Christopher Columbus: The Map is Not the Territory

Whatever I do, I can do it better by understanding that the map is not the territory--being more objective and clearer about how I’m thinking about things. You, too. Where are our biases, prejudices and other tendencies not to see things as they are but as we expect or want them to be? Do our values and standards work for the general good now, not in the future, and enable us to contribute to a world that works for everyone and everything, not just some special group? If not, am I willing to take responsibility for my thinking, values, biases and prejudices and change them?  Here is another example General Semantics debunking a cherished American myth written by Martin H. Levinson: The Map: Christopher Columbus Discovered America. A review of the territory: A national American holiday and two centuries of school-history lessons have led many to believe as true that Christopher Columbus was the first to reach America. But most scholars thing Columbus actually landed in Cuba, Hispaniola and on an island in the Bahamas during his 1492 voyage. Archaeological evidence suggests that Norse sailors led by Leif Erickson reached North America five hundred years before Columbus, establishing a colony in Newfoundland around 1000 AD.


It is interesting to note that Columbus’s bravery, persistence, and seamanship have earned him a prominent place in American history. But many school-books gloss over the fact that in his obsessive quest for gold he enslave the local population. With other Spanish adventurers, as well as later European colonizers, Columbus opened as era of genocide that decimated the Native American population through warfare, forced labor and European diseases to which the Indians, a name Columbus bestowed on Native Americans, had no natural immunities.
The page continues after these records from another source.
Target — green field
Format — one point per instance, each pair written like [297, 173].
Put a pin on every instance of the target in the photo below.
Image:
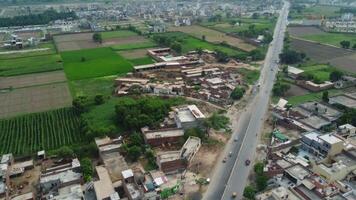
[332, 38]
[190, 43]
[132, 46]
[141, 61]
[117, 34]
[27, 65]
[92, 86]
[30, 133]
[90, 63]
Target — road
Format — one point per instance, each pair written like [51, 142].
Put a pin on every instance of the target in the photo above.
[232, 176]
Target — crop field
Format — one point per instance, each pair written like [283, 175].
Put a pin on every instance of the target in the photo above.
[190, 43]
[40, 98]
[214, 36]
[41, 131]
[27, 65]
[92, 63]
[339, 58]
[78, 41]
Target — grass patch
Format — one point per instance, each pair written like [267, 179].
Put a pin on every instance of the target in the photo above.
[117, 34]
[90, 63]
[316, 96]
[249, 76]
[141, 61]
[28, 65]
[131, 46]
[91, 87]
[331, 38]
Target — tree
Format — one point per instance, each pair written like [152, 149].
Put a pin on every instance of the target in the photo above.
[134, 152]
[345, 44]
[325, 96]
[87, 169]
[65, 152]
[80, 104]
[99, 99]
[237, 93]
[335, 76]
[258, 168]
[249, 192]
[97, 38]
[261, 182]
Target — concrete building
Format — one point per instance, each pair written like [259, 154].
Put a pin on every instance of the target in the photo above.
[322, 145]
[162, 136]
[188, 117]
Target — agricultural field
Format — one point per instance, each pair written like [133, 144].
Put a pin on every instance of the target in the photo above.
[48, 130]
[27, 65]
[240, 24]
[341, 59]
[214, 36]
[78, 41]
[90, 63]
[190, 43]
[19, 101]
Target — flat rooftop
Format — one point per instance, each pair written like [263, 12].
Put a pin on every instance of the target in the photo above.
[163, 133]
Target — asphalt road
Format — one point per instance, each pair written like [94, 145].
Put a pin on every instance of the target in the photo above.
[232, 176]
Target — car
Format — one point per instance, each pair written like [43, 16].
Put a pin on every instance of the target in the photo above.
[224, 160]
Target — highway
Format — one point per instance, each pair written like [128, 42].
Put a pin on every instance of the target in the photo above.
[232, 176]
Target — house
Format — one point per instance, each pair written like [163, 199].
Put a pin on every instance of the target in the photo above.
[294, 72]
[174, 161]
[162, 136]
[322, 145]
[188, 117]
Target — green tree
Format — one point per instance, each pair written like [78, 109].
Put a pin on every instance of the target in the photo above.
[335, 76]
[345, 44]
[87, 169]
[237, 93]
[97, 38]
[99, 99]
[134, 153]
[249, 192]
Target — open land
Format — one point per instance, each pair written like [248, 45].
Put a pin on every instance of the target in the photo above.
[214, 36]
[90, 63]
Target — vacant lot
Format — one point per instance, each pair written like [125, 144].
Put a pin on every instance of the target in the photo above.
[301, 31]
[27, 65]
[80, 41]
[41, 131]
[32, 79]
[340, 58]
[34, 99]
[90, 63]
[214, 36]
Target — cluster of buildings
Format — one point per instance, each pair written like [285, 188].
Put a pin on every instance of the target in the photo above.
[212, 84]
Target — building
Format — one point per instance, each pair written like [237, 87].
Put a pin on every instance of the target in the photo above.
[104, 188]
[188, 117]
[162, 136]
[294, 72]
[175, 161]
[322, 145]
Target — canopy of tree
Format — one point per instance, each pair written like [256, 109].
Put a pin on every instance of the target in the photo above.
[36, 19]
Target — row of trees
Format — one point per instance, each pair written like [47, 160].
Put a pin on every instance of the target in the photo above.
[36, 19]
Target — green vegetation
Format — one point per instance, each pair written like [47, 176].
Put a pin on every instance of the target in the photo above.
[131, 46]
[48, 130]
[117, 34]
[96, 63]
[141, 61]
[27, 65]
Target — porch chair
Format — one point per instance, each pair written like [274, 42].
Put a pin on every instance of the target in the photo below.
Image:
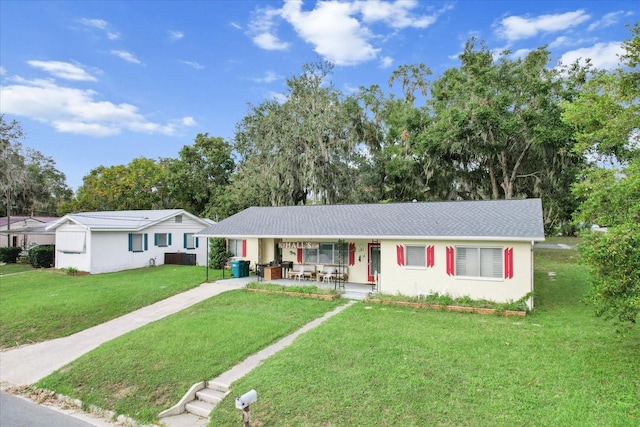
[296, 272]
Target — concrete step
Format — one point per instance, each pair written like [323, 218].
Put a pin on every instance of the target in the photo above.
[211, 396]
[185, 420]
[199, 408]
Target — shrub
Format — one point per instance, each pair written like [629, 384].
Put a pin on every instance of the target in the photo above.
[10, 254]
[42, 256]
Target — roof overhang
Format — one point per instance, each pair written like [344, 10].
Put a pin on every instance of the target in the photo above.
[373, 237]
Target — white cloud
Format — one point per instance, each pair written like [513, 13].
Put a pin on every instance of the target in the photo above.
[608, 20]
[63, 70]
[77, 111]
[602, 55]
[339, 31]
[269, 77]
[188, 121]
[336, 35]
[386, 62]
[395, 14]
[515, 28]
[176, 35]
[194, 64]
[100, 24]
[127, 56]
[269, 41]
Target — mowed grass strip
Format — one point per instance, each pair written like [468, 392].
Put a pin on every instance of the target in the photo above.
[392, 366]
[14, 268]
[150, 369]
[46, 304]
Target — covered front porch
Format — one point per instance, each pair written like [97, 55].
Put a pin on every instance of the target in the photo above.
[354, 291]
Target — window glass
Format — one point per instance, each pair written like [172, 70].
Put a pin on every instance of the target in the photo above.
[162, 239]
[136, 243]
[479, 262]
[328, 253]
[310, 256]
[235, 247]
[190, 241]
[415, 256]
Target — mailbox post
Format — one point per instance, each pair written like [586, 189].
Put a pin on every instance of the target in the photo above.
[244, 402]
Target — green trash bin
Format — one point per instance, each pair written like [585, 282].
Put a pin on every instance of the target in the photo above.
[235, 268]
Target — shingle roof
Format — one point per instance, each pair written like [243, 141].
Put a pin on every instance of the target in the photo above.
[122, 220]
[495, 219]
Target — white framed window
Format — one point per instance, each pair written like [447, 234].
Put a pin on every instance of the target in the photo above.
[327, 253]
[162, 239]
[190, 241]
[479, 262]
[415, 255]
[235, 247]
[137, 242]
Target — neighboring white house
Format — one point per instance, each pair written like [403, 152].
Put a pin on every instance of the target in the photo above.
[101, 242]
[480, 249]
[25, 231]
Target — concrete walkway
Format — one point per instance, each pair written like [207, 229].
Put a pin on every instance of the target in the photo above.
[247, 365]
[28, 364]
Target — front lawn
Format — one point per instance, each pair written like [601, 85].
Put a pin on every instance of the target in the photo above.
[150, 369]
[46, 304]
[377, 365]
[381, 365]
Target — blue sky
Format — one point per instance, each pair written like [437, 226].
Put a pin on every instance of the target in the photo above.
[103, 82]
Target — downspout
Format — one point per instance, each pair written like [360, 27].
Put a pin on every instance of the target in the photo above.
[532, 273]
[207, 261]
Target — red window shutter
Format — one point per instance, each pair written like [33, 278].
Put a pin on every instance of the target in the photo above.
[450, 261]
[430, 256]
[400, 254]
[508, 263]
[352, 254]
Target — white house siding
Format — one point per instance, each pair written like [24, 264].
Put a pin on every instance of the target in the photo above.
[25, 240]
[108, 251]
[79, 260]
[425, 280]
[412, 281]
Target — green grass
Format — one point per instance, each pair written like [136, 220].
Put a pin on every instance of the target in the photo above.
[377, 365]
[46, 304]
[381, 365]
[150, 369]
[567, 240]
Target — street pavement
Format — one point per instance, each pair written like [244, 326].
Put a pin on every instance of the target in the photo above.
[16, 411]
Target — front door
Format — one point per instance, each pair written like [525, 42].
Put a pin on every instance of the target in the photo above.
[373, 261]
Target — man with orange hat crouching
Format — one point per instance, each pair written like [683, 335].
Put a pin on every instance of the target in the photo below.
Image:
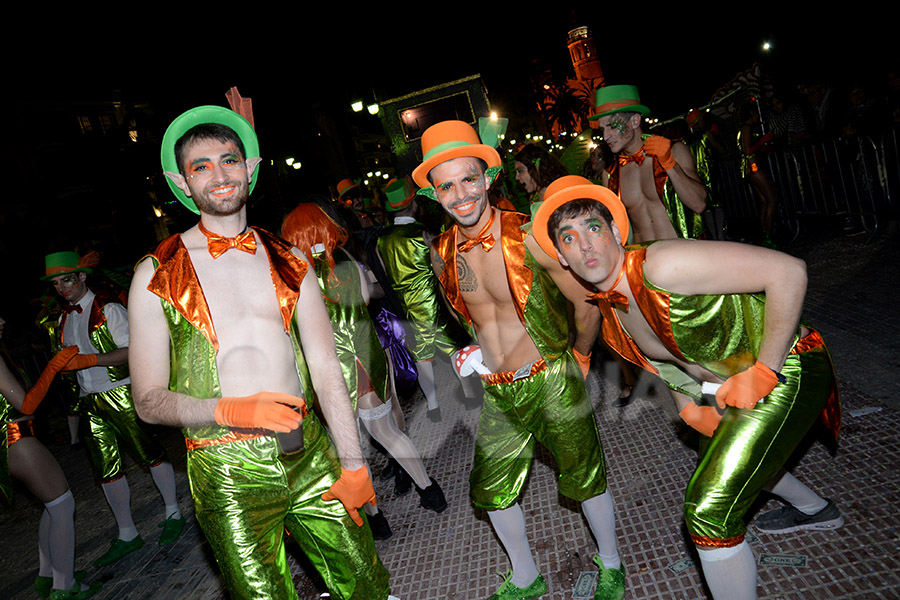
[710, 313]
[654, 177]
[511, 297]
[98, 326]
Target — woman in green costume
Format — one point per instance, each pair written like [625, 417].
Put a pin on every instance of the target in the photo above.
[24, 457]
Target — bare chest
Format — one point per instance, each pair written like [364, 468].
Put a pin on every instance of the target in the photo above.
[637, 185]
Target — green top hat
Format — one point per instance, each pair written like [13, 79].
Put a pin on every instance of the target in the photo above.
[400, 193]
[200, 116]
[63, 263]
[618, 98]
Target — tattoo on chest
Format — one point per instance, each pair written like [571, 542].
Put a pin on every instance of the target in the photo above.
[467, 280]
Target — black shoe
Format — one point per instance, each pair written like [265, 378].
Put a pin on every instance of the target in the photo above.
[402, 482]
[389, 470]
[432, 497]
[381, 530]
[788, 519]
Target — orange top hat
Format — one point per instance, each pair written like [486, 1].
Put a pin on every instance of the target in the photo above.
[574, 187]
[448, 140]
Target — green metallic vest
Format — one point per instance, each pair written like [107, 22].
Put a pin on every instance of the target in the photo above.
[541, 307]
[194, 370]
[100, 336]
[687, 223]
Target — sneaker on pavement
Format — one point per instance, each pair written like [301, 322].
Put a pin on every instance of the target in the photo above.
[787, 519]
[610, 582]
[508, 591]
[118, 550]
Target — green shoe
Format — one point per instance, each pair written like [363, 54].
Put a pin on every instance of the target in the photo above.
[44, 585]
[118, 550]
[508, 591]
[610, 582]
[171, 530]
[77, 593]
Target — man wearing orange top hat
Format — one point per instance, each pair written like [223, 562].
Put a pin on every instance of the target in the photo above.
[700, 313]
[654, 177]
[512, 297]
[98, 326]
[404, 250]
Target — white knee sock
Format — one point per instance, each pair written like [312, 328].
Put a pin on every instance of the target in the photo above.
[74, 421]
[730, 572]
[801, 497]
[509, 524]
[601, 517]
[164, 477]
[118, 494]
[46, 567]
[61, 540]
[426, 382]
[381, 425]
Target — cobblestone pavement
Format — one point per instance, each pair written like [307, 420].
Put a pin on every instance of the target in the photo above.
[650, 458]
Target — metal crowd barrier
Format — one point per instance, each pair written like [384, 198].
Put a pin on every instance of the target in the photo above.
[856, 179]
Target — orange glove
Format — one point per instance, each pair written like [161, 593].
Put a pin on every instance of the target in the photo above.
[661, 148]
[704, 419]
[746, 388]
[81, 361]
[353, 489]
[583, 361]
[36, 394]
[265, 409]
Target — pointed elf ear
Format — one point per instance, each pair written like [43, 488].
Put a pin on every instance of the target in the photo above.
[179, 180]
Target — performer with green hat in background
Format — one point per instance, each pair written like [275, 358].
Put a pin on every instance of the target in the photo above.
[98, 326]
[512, 298]
[404, 248]
[663, 195]
[221, 351]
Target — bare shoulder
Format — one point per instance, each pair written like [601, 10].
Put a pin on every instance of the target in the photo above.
[710, 267]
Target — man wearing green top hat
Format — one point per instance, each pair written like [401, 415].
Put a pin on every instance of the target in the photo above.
[404, 250]
[511, 296]
[654, 177]
[98, 326]
[220, 350]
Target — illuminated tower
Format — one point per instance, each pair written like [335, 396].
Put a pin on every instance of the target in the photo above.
[584, 57]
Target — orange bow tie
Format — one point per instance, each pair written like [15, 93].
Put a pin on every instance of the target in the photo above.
[219, 244]
[612, 297]
[637, 157]
[484, 238]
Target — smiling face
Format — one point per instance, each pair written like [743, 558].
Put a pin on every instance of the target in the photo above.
[216, 176]
[461, 187]
[71, 287]
[621, 132]
[589, 246]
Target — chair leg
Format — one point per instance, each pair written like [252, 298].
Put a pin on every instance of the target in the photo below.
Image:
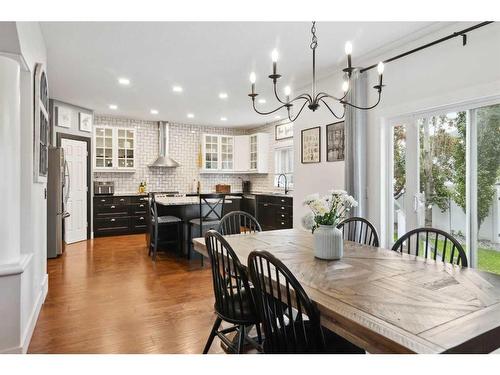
[212, 335]
[241, 339]
[155, 246]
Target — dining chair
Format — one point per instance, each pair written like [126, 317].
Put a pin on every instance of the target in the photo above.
[157, 223]
[290, 320]
[238, 222]
[360, 230]
[234, 301]
[433, 243]
[211, 207]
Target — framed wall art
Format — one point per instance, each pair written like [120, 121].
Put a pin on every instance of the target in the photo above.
[311, 145]
[283, 131]
[85, 122]
[335, 141]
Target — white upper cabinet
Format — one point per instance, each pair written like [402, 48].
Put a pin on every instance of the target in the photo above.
[114, 149]
[235, 154]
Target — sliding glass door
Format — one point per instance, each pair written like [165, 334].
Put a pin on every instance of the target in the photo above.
[446, 175]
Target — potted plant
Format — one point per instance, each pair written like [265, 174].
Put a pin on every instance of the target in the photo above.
[326, 213]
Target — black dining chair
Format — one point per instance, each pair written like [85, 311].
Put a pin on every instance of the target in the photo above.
[360, 230]
[234, 301]
[157, 223]
[211, 207]
[290, 320]
[238, 222]
[432, 243]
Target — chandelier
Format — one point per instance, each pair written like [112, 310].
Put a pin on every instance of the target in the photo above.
[313, 99]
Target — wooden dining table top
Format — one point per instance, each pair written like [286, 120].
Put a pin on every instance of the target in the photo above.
[385, 301]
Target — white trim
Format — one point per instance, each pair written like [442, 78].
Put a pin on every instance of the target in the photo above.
[30, 327]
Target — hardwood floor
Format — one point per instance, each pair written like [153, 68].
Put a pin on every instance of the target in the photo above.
[107, 296]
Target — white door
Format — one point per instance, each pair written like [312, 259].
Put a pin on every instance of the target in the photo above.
[75, 226]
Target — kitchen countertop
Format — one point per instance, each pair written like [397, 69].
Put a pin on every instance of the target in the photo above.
[236, 193]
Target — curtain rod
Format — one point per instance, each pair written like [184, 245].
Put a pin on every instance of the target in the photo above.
[462, 33]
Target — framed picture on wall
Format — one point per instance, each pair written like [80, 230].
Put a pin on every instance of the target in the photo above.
[283, 131]
[63, 117]
[85, 122]
[311, 145]
[335, 141]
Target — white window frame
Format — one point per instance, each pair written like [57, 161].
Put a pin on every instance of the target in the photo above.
[287, 145]
[387, 216]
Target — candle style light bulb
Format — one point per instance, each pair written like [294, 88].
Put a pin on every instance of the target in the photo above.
[274, 55]
[380, 68]
[253, 78]
[348, 48]
[345, 86]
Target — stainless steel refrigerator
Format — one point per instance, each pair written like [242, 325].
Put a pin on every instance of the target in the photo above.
[58, 185]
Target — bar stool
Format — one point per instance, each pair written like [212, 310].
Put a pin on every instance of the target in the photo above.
[159, 222]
Considering Columbus’s prominence in our nation’s history, one might ask, why don’t we live in the United States of Columbus? The answer is that Amerigo Vespucci, and Italian who captained four voyages to the ‘New World’ beginning in 1499, recognized that the New World, a term that he coined, was a landmass separate from Asia. To honor his revelation, Vespucci’s give name was placed on the first map of the region. While Columbus may have found the new world first, Vespucci understood that is was a new world. Columbus went to his grave thinking he had reached Asia.